L'infestation en mauvaises herbes de la parcelle est l'autre critère de choix. Le lupin, qui n'est pas une plante étouffante, leur donne l'occasion de se développer. Éviter donc tant que possible celles avec vivaces (liserons, rumex, chardons)
Comme peu d'herbicides sont homologués sur lupin, essai après essai, la « chambre » a mis au point des préconisations pour la petite région du bocage virois, « mais que l'on peut étendre aux sols granitiques et schisteux du Massif armoricain », estime Gérard Bavière. Elles reposent sur la combinaison antidicotylédone Centium 36 CS + Cent 7 + Prowl 400 juste après le semis, avec une possibilité de rattrapage avant le stade 2 à 4 feuilles. Contre les graminées, trois produits sont homologués : Agil, Claxon et Ambition, avec une large plage d'application (stade 2 feuilles à 10 jours avant l'apparition des boutons floraux du lupin).

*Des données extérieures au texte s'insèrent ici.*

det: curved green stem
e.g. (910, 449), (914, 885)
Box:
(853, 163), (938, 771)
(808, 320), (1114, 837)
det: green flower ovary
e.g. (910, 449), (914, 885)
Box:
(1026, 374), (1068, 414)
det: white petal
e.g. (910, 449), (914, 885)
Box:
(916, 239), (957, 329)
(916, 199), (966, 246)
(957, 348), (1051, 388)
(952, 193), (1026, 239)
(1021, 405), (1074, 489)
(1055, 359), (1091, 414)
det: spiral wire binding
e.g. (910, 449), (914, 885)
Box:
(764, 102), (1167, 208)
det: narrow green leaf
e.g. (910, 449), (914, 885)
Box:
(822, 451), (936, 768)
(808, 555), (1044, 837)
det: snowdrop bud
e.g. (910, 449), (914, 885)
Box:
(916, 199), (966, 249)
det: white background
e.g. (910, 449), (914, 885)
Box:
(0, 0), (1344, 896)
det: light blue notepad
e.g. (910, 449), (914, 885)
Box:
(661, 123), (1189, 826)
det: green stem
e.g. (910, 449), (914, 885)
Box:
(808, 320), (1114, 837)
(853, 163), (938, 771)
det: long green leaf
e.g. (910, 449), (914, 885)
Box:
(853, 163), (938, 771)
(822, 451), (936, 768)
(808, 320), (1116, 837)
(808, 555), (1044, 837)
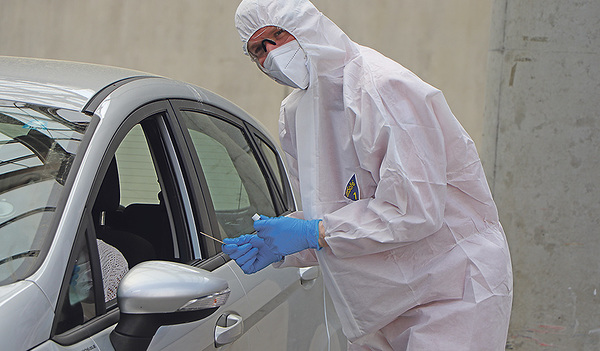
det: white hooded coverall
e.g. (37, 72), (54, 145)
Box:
(235, 0), (512, 351)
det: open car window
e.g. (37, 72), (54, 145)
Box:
(181, 110), (277, 242)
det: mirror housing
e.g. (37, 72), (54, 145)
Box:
(110, 261), (230, 351)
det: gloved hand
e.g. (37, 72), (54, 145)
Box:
(254, 216), (321, 256)
(222, 234), (283, 274)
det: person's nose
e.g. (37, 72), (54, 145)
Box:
(258, 39), (277, 67)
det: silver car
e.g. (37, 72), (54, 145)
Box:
(0, 57), (346, 351)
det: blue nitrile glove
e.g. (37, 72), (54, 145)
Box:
(254, 216), (321, 256)
(222, 234), (283, 274)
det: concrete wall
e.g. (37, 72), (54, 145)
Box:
(482, 0), (600, 350)
(0, 0), (491, 148)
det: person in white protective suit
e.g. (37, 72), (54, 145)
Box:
(223, 0), (512, 351)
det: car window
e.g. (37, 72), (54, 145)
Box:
(182, 111), (276, 241)
(56, 232), (96, 333)
(56, 108), (192, 337)
(0, 101), (90, 285)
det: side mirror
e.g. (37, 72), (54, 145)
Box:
(110, 261), (230, 351)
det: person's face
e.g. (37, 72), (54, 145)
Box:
(248, 26), (296, 66)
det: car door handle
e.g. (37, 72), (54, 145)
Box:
(215, 313), (244, 347)
(299, 266), (319, 283)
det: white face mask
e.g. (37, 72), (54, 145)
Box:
(258, 40), (309, 89)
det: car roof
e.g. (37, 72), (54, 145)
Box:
(0, 56), (153, 111)
(0, 56), (271, 142)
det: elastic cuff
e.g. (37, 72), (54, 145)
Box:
(315, 219), (323, 251)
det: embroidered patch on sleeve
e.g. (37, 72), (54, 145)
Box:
(344, 174), (360, 201)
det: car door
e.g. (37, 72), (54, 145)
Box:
(173, 101), (333, 350)
(36, 101), (250, 350)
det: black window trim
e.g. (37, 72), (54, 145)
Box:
(170, 99), (295, 270)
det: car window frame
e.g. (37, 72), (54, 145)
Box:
(170, 99), (295, 264)
(50, 100), (206, 346)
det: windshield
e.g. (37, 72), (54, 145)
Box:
(0, 100), (91, 285)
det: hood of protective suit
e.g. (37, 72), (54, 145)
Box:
(235, 0), (358, 80)
(235, 0), (512, 350)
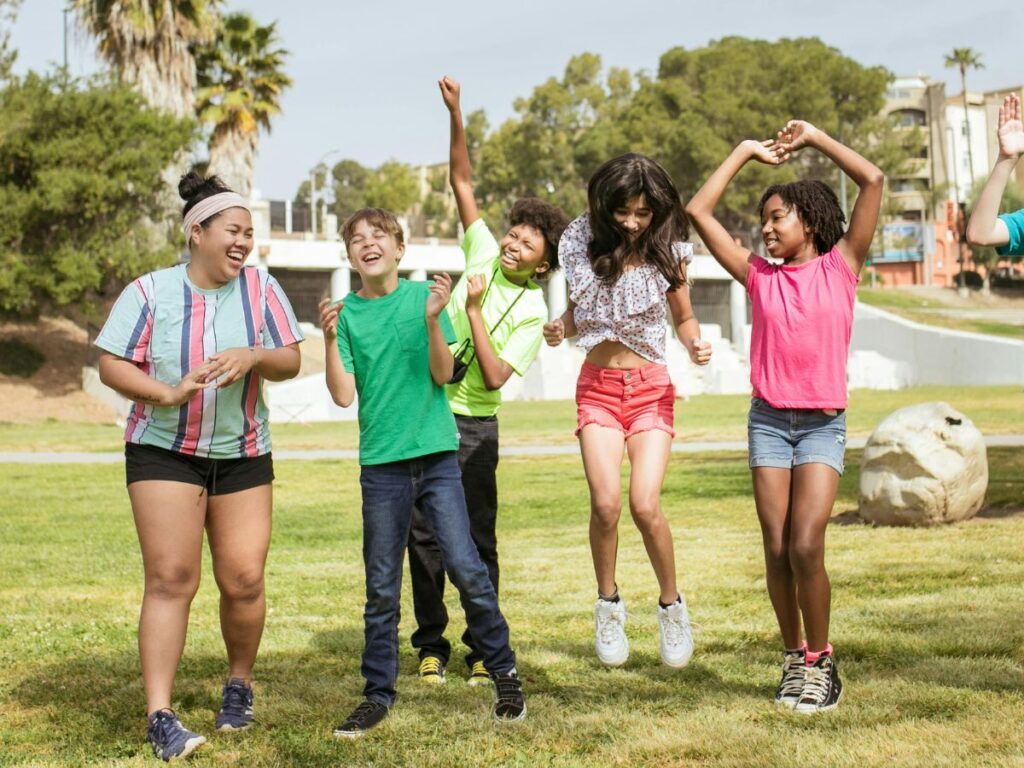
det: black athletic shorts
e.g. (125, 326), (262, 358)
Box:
(125, 442), (273, 496)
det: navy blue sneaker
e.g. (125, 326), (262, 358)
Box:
(145, 710), (206, 763)
(215, 677), (253, 731)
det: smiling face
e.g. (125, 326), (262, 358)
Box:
(189, 208), (253, 288)
(611, 195), (654, 243)
(501, 224), (549, 284)
(345, 218), (406, 283)
(761, 195), (814, 261)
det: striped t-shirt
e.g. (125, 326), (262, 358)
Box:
(95, 264), (302, 459)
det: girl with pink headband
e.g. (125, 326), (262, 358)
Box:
(95, 173), (302, 761)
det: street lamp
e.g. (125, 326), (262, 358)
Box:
(946, 125), (964, 293)
(309, 150), (341, 240)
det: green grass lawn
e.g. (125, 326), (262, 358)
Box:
(0, 386), (1024, 452)
(0, 448), (1024, 768)
(857, 288), (1024, 339)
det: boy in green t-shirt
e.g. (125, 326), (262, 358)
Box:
(321, 208), (526, 737)
(409, 77), (568, 685)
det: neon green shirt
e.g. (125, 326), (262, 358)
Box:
(446, 219), (548, 417)
(338, 280), (459, 465)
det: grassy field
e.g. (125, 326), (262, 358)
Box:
(0, 386), (1024, 453)
(857, 288), (1024, 339)
(0, 448), (1024, 768)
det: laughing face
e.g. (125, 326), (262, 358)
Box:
(761, 195), (813, 261)
(189, 208), (253, 288)
(347, 219), (406, 282)
(501, 224), (548, 284)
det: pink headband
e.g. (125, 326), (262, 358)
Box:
(182, 193), (252, 241)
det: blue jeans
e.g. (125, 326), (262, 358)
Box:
(359, 451), (515, 707)
(746, 397), (846, 476)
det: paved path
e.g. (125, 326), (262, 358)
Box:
(0, 434), (1024, 464)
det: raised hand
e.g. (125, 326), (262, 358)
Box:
(996, 93), (1024, 159)
(466, 274), (487, 310)
(775, 120), (820, 155)
(437, 75), (461, 112)
(742, 138), (788, 165)
(543, 317), (565, 347)
(427, 272), (452, 318)
(319, 299), (344, 341)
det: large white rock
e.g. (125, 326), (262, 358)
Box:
(860, 402), (988, 525)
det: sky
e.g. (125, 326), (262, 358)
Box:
(12, 0), (1024, 199)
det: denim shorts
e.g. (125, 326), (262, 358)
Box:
(746, 397), (846, 475)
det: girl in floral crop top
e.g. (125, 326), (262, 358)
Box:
(544, 154), (711, 668)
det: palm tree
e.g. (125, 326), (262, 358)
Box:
(946, 48), (985, 184)
(195, 13), (292, 197)
(72, 0), (221, 118)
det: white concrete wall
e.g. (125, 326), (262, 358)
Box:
(850, 302), (1024, 386)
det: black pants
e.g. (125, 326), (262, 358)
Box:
(409, 416), (498, 668)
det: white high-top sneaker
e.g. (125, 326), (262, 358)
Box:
(594, 597), (630, 667)
(657, 595), (693, 668)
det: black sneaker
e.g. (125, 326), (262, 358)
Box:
(334, 698), (387, 738)
(214, 677), (253, 731)
(775, 648), (807, 710)
(145, 710), (206, 763)
(492, 670), (526, 723)
(793, 653), (843, 715)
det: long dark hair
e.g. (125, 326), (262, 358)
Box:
(587, 153), (690, 290)
(758, 179), (846, 256)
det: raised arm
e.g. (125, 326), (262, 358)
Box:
(777, 120), (885, 274)
(686, 139), (784, 285)
(967, 93), (1024, 246)
(437, 75), (480, 229)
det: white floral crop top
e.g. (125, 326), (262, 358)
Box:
(558, 213), (693, 362)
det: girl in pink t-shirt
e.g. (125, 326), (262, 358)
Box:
(544, 154), (711, 668)
(686, 120), (884, 714)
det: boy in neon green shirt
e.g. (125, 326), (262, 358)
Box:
(409, 77), (568, 685)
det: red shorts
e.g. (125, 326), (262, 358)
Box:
(575, 361), (676, 437)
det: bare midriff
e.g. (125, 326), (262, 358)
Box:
(587, 341), (650, 371)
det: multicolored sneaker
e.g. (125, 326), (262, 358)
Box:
(775, 648), (807, 710)
(492, 670), (526, 723)
(334, 698), (388, 738)
(419, 656), (444, 685)
(466, 662), (490, 688)
(145, 710), (206, 763)
(657, 595), (693, 669)
(594, 597), (630, 667)
(793, 653), (843, 715)
(215, 677), (253, 731)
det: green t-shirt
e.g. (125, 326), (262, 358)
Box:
(447, 219), (548, 417)
(338, 280), (459, 465)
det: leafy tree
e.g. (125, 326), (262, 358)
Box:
(331, 160), (371, 223)
(945, 48), (985, 183)
(195, 13), (292, 197)
(366, 160), (420, 214)
(72, 0), (221, 118)
(0, 75), (195, 316)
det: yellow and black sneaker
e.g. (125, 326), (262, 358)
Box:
(419, 656), (444, 685)
(466, 662), (490, 688)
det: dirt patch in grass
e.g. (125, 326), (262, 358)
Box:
(0, 317), (118, 424)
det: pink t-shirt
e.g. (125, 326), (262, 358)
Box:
(746, 248), (860, 409)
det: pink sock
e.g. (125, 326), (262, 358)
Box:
(804, 643), (833, 667)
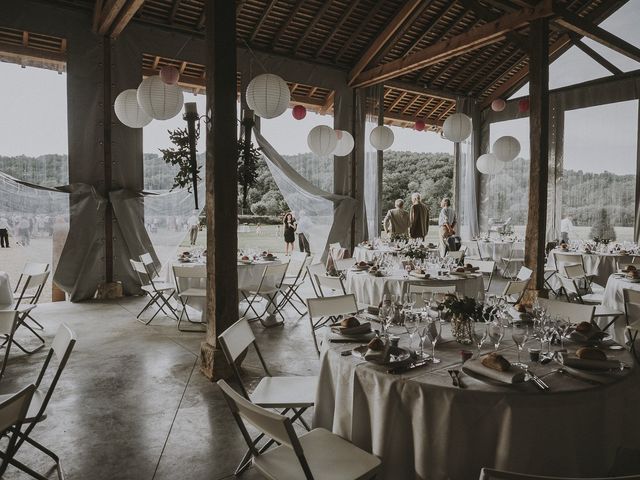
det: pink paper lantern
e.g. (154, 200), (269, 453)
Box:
(491, 98), (507, 112)
(291, 105), (307, 120)
(160, 65), (180, 85)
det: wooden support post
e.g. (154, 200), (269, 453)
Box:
(200, 0), (238, 381)
(525, 18), (549, 298)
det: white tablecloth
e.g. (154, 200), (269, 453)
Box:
(345, 270), (484, 305)
(314, 328), (640, 480)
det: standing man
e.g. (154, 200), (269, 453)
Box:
(438, 198), (457, 257)
(560, 215), (573, 243)
(0, 217), (10, 248)
(382, 198), (409, 235)
(409, 192), (429, 240)
(187, 213), (200, 246)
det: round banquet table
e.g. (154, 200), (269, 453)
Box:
(345, 270), (484, 305)
(314, 324), (640, 480)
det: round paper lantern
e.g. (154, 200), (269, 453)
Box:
(113, 88), (152, 128)
(137, 76), (184, 120)
(476, 153), (504, 175)
(369, 125), (394, 150)
(333, 130), (354, 157)
(491, 135), (520, 162)
(245, 73), (291, 118)
(160, 65), (180, 85)
(307, 125), (338, 155)
(291, 105), (307, 120)
(442, 113), (471, 143)
(491, 98), (507, 112)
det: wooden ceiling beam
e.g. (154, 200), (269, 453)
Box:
(555, 7), (640, 62)
(348, 0), (425, 85)
(352, 0), (554, 87)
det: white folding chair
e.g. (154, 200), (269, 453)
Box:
(172, 265), (207, 332)
(218, 380), (381, 480)
(0, 323), (77, 478)
(465, 258), (496, 292)
(240, 262), (289, 327)
(218, 318), (318, 475)
(129, 259), (178, 325)
(307, 294), (358, 353)
(480, 468), (640, 480)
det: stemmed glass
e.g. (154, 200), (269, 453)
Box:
(487, 322), (504, 352)
(425, 312), (442, 363)
(511, 323), (529, 367)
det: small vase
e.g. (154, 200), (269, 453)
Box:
(451, 315), (473, 345)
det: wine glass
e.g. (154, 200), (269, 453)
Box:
(471, 322), (487, 358)
(487, 322), (504, 352)
(511, 323), (529, 367)
(425, 315), (442, 363)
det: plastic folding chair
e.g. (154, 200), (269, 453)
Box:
(240, 262), (289, 327)
(129, 260), (178, 325)
(172, 265), (207, 332)
(218, 380), (381, 480)
(218, 318), (318, 475)
(307, 294), (358, 353)
(0, 324), (76, 478)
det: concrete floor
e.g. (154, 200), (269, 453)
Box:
(0, 280), (516, 480)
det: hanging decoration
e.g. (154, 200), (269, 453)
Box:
(442, 113), (471, 143)
(160, 65), (180, 85)
(291, 105), (307, 120)
(113, 88), (152, 128)
(491, 98), (507, 112)
(369, 125), (395, 150)
(333, 130), (355, 157)
(491, 135), (520, 162)
(307, 125), (338, 156)
(476, 153), (505, 175)
(137, 76), (184, 120)
(245, 73), (291, 118)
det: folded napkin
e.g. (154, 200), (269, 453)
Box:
(559, 354), (620, 370)
(464, 359), (525, 383)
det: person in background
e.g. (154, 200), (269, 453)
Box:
(282, 212), (296, 255)
(187, 214), (200, 246)
(382, 198), (409, 235)
(409, 192), (429, 239)
(438, 198), (457, 257)
(560, 215), (573, 243)
(0, 217), (11, 248)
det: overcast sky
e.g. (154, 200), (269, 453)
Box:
(0, 0), (640, 173)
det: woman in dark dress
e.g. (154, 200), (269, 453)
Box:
(282, 212), (296, 255)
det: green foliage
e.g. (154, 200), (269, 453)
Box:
(159, 128), (201, 192)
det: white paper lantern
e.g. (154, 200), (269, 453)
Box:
(113, 88), (152, 128)
(138, 75), (184, 120)
(369, 125), (394, 150)
(245, 73), (291, 118)
(476, 153), (505, 175)
(442, 113), (471, 143)
(491, 135), (520, 162)
(307, 125), (338, 156)
(333, 130), (354, 157)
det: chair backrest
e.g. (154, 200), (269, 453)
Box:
(538, 298), (596, 323)
(465, 258), (496, 273)
(316, 275), (347, 297)
(36, 323), (77, 418)
(307, 294), (358, 318)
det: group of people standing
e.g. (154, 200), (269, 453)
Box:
(383, 192), (457, 256)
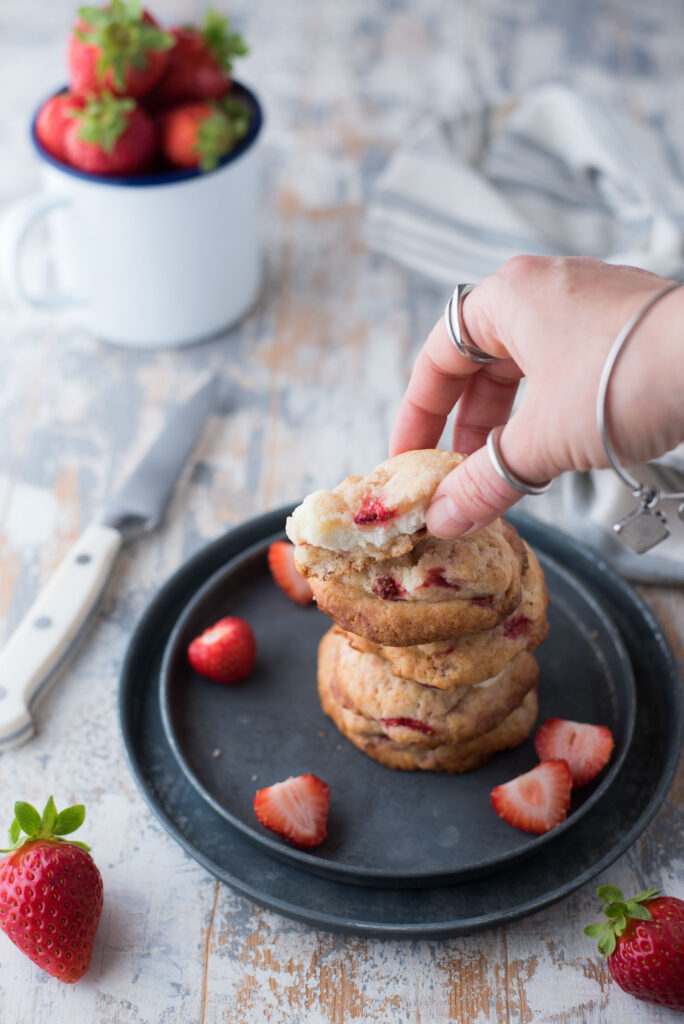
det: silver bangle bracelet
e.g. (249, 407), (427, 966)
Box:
(596, 281), (684, 555)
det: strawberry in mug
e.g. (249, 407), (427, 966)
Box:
(0, 0), (262, 347)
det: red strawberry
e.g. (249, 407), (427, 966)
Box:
(68, 0), (173, 96)
(65, 92), (157, 174)
(585, 886), (684, 1010)
(159, 99), (249, 171)
(148, 10), (248, 110)
(535, 718), (614, 787)
(187, 616), (256, 683)
(0, 797), (102, 984)
(268, 541), (313, 604)
(254, 775), (330, 846)
(36, 92), (83, 163)
(489, 761), (572, 833)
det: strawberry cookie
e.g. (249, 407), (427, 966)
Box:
(318, 629), (539, 749)
(286, 450), (526, 646)
(345, 542), (549, 690)
(318, 667), (538, 773)
(309, 519), (526, 647)
(285, 449), (465, 580)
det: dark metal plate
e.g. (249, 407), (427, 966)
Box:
(120, 509), (684, 937)
(161, 534), (635, 886)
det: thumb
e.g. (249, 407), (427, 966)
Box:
(426, 418), (552, 540)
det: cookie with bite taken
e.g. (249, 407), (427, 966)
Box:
(286, 450), (526, 646)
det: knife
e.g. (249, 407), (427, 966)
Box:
(0, 377), (217, 750)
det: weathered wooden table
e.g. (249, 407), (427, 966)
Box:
(0, 0), (684, 1024)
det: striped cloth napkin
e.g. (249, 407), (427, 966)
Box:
(366, 85), (684, 584)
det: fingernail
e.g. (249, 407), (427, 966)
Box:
(425, 495), (473, 539)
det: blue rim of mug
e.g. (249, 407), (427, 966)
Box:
(31, 79), (263, 188)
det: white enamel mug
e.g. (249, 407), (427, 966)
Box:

L'autre avancée majeure pour assurer des rendements de 40 q/ha et plus, concerne la densité de semis. « Les préconisations nationales au semis du lupin blanc de printemps sont de 45 à 50 graines/m2. Nous en conseillons 50 à 60 (110 à 168 kg/ha). De même, pour le lupin d'hiver, elles sont à 25 graines/m2. Nous montons à 35 graines (90 à 100 kg/ha). » Ces densités compensent les pertes au semis, luttent mieux contre les levées tardives des adventices et l'attaque de limaces en hiver. Le lupin blanc étant une culture relativement confidentielle, Pascal Lebis conseille de commander les semences trois à quatre mois avant le semis. Au terme de la culture, il récolte à 15-16 % d'humidité. Il fait ensuite appel à un entrepreneur équipé pour broyer grossièrement les graines. Il confectionne lui-même son silo de stockage avec des bâches, bien fermé ensuite par des boudins. Il est aussi possible de faire appel à une ETA pour l'inertage.